Jacque Derrida also comments on the predominance of speech over Plato’s writing (logocentrism in Platonic thought) (Derrida 1968). Aristotle speaks of Plato’s “unwritten teachings” (άγραφα δόγματα), mentioning a lesson entitled Good (Περì τάγαθου) which Plato gave, concerned with “mathematics, that is, numbers, geometry, and astronomy, and that the Good is One” (Aristotle 2012, 41–42).

According to Plato’s 7th Letter, Aristotle’s Metaphysics (Aristotle 1991, bk. I, XIII, XIV) and other sources (Busa 1995), Plato would have omitted in his writings to discuss some of the most important ideas (Sarri 1997, X), named by Tübingen school exponents (including Hans Joachim Krämer, Konrad Gaiser and Thomas Alexander Szlezák) as “unwritten doctrines”, recovered on the basis of “indirect traditions”.

“Now since the Forms are the causes of everything else, he [i.e. Plato] supposed that their elements are the elements of all things. Accordingly, the material principle is the Great and Small [i.e. the Dyad], and the essence is the One (τὸ ἕν), since the numbers are derived from the Great and Small by participation in the One.”

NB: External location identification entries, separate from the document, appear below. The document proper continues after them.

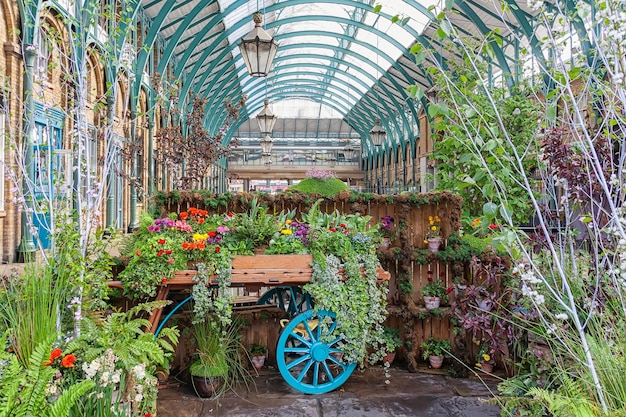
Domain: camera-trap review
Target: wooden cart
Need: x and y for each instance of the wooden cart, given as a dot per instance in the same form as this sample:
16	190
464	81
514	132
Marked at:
306	359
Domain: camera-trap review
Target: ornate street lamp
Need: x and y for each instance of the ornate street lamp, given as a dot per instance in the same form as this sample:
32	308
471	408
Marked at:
258	49
349	152
266	119
378	134
266	144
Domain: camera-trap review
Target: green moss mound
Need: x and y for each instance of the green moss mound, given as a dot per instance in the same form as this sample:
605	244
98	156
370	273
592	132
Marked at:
327	188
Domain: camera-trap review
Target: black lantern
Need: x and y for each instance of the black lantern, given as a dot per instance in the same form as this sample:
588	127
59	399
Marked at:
349	152
266	119
258	49
378	134
266	144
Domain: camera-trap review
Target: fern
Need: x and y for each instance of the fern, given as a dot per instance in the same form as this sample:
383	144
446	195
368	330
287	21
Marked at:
570	399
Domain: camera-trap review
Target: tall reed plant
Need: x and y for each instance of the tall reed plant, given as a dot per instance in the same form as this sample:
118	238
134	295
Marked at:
33	308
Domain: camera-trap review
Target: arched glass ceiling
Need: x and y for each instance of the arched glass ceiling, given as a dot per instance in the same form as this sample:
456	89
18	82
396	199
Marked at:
335	54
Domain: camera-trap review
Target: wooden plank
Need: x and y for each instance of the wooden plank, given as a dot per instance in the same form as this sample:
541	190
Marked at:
272	261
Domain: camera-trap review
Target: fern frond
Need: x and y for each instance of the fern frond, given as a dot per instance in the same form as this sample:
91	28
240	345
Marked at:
68	398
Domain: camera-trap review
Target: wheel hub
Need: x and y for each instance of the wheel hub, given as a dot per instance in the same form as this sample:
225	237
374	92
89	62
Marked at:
319	351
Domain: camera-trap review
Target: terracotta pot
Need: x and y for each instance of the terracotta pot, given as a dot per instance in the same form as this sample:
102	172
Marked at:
432	302
389	357
207	387
258	361
435	361
486	366
433	244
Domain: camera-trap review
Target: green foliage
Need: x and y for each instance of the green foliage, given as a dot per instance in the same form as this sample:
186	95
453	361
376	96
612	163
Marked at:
435	347
125	335
23	388
327	188
256	224
29	306
391	338
472	151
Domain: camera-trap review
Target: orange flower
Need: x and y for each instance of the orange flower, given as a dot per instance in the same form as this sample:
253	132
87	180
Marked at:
68	361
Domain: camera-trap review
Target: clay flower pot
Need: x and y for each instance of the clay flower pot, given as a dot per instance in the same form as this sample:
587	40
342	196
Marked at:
434	243
432	302
435	361
258	361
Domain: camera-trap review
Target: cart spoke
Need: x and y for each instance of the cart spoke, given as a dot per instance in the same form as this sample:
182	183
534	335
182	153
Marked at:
305	370
329	374
300	338
298	361
316	373
297	349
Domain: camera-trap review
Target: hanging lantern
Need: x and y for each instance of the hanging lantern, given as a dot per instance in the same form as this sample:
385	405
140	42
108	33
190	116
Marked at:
258	49
378	134
349	152
266	119
266	144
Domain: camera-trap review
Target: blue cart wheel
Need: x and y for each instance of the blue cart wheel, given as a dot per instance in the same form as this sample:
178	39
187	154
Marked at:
307	360
289	299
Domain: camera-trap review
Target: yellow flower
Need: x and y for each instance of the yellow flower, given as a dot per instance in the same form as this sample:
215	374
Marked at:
197	237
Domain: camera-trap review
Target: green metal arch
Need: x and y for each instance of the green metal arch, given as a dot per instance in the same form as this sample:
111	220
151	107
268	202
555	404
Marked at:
312	85
218	98
282	96
325	100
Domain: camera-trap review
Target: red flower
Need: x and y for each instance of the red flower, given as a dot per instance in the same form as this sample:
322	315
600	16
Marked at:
68	361
56	353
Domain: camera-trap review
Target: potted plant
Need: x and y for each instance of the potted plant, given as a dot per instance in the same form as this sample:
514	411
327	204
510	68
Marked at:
435	350
210	369
484	359
391	341
257	355
387	230
434	293
433	234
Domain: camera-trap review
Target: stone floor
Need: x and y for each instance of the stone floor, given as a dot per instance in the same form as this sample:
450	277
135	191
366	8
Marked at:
364	395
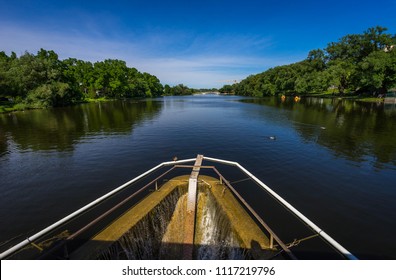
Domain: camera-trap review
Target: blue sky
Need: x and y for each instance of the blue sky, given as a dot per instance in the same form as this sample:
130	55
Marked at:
198	43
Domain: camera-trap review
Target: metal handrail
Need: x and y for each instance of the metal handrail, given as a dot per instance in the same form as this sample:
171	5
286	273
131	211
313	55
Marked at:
41	233
307	221
312	225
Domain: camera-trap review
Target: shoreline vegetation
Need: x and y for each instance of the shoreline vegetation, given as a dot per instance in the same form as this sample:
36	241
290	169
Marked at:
359	66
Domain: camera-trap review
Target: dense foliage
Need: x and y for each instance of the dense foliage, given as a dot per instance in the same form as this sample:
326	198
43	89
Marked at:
362	63
42	80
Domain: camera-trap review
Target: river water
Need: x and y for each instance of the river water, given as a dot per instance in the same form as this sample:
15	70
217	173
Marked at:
334	160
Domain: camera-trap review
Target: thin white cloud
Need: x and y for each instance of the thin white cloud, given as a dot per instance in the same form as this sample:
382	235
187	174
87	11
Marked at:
196	61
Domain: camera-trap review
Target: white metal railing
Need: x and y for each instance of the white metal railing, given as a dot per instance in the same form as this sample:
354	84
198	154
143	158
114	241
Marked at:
34	237
313	226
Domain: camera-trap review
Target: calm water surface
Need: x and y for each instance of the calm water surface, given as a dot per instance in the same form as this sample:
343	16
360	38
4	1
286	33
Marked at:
334	160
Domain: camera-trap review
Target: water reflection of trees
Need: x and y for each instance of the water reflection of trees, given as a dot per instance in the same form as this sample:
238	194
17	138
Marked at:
61	128
352	129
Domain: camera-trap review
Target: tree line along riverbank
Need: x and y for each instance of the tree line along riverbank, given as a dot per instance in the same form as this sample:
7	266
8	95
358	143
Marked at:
43	80
356	65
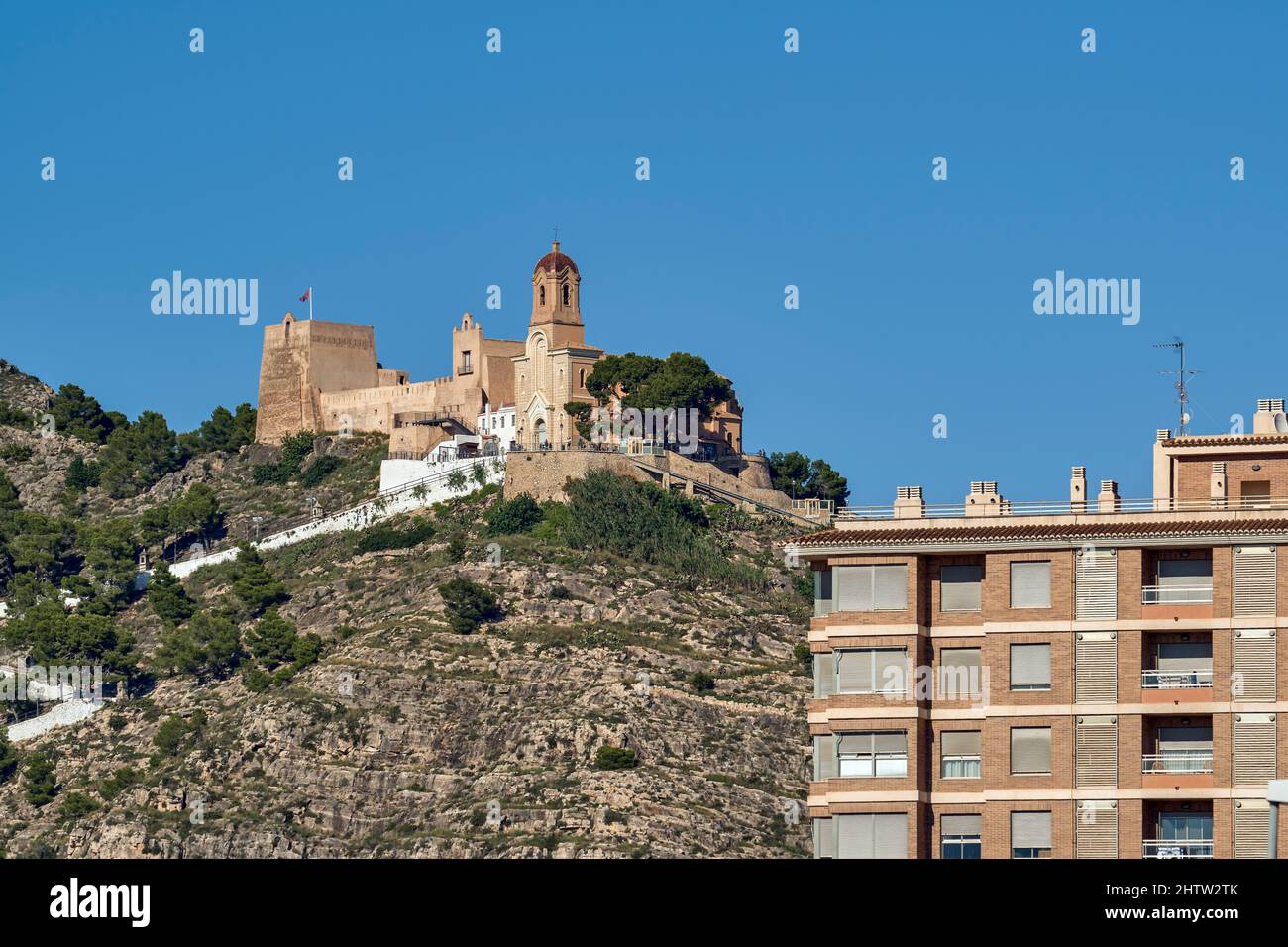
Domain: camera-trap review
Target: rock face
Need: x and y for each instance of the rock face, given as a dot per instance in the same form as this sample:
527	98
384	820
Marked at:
407	740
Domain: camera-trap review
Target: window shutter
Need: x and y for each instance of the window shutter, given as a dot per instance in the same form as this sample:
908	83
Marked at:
1030	750
822	592
1030	665
1253	665
853	587
1096	583
1184	738
890	835
1250	828
854	672
1098	830
1253	749
824	758
958	587
960	825
890	587
890	671
1030	585
960	673
1095	668
1096	751
824	838
1030	830
1254	578
824	674
958	744
1185	656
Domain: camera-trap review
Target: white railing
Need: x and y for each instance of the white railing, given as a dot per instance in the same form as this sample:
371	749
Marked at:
1055	508
1176	848
1177	762
1176	680
1176	594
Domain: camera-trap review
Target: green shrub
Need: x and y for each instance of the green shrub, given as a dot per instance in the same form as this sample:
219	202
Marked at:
469	604
519	514
614	758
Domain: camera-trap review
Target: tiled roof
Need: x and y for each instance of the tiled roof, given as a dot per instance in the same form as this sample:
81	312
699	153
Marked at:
993	530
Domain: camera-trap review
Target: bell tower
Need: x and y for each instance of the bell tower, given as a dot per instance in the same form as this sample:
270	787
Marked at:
555	290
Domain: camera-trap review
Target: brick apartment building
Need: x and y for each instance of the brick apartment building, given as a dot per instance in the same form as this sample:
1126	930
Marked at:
1087	680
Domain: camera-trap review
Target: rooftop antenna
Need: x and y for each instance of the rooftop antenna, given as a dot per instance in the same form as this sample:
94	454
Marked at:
1181	373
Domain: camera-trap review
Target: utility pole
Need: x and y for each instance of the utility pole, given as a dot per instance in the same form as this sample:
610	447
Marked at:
1181	373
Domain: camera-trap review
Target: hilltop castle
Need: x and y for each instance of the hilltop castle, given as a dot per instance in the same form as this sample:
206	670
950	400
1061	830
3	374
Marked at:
325	376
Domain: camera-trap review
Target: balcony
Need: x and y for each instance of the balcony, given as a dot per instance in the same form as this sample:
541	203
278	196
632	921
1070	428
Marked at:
1176	848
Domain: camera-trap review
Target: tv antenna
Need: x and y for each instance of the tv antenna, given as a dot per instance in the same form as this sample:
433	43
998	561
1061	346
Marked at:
1183	375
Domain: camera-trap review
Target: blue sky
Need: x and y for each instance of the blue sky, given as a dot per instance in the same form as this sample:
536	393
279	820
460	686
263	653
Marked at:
768	169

“From this account it is clear that he only employed two causes: that of the essence, and the material cause; for the Forms are the cause of the essence in everything else, and the One is the cause of it in the Forms. He also tells us what the material substrate is of which the Forms are predicated in the case of sensible things, and the One in that of the Forms—that it is this the duality (the Dyad, ἡ δυάς), the Great and Small (τὸ μέγα καὶ τὸ μικρόν). Further, he assigned to these two elements respectively the causation of good and of evil.” (Aristotle 1991, 987b)

and in Physics he says:

“It is true, indeed, that the account he gives there [i.e. in Timaeus] of the participant is different from what he says in his so-called unwritten teachings (Ancient Greek: ἄγραφα δόγματα, romanized: agrapha dogmata).” (Aristotle 2012, 209b)

Aristoxenus states in this regard that:

“Each came expecting to learn something about the things that are generally considered good for men, such as wealth, good health, physical strength, and altogether a kind of wonderful happiness. But when the mathematical demonstrations came, including numbers, geometrical figures and astronomy, and finally the statement Good is One seemed to them, I imagine, utterly unexpected and strange; hence some belittled the matter, while others rejected it.” (Gaiser 1980)

Alexander of Aphrodisias, according to Simplicius, stated that, “according to Plato, the first principles of everything, including the Forms themselves are One and Indefinite Duality (ἡ ἀόριστος δυάς), which he called Large and Small (τὸ μέγα καὶ τὸ μικρόν)”. (Tarán 1981, 226)

According to Friedrich Nietzsche (F. W. Nietzsche and Oehler 1920), Plato’s work has the sole purpose of bringing back to the memory of his disciples the knowledge already learned orally in the Academy. Heinrich Gomperz states that a full understanding of Plato’s work could only be achieved through indirect evidence: Plato’s philosophical system is not explicitly developed in dialogues, but is found only, at least starting from the Republic, behind them. This system is a deductive and dualistic system because it leads “all things” to two essentially different original factors. (Ryle 1931, 48–49)

According to these analyzes, for Plato, starting from the Pythagorean conceptions, the whole reality, not only the sensitive one, but also the world of ideas, is the result of two first principles: One and Dyad (Platone, Reale, and Andolfo 2000, 56). One (the “Good” of dialogues) is all that is unitary and positive, while the Dyad, or the world of differences and multiplicity, generates disorder.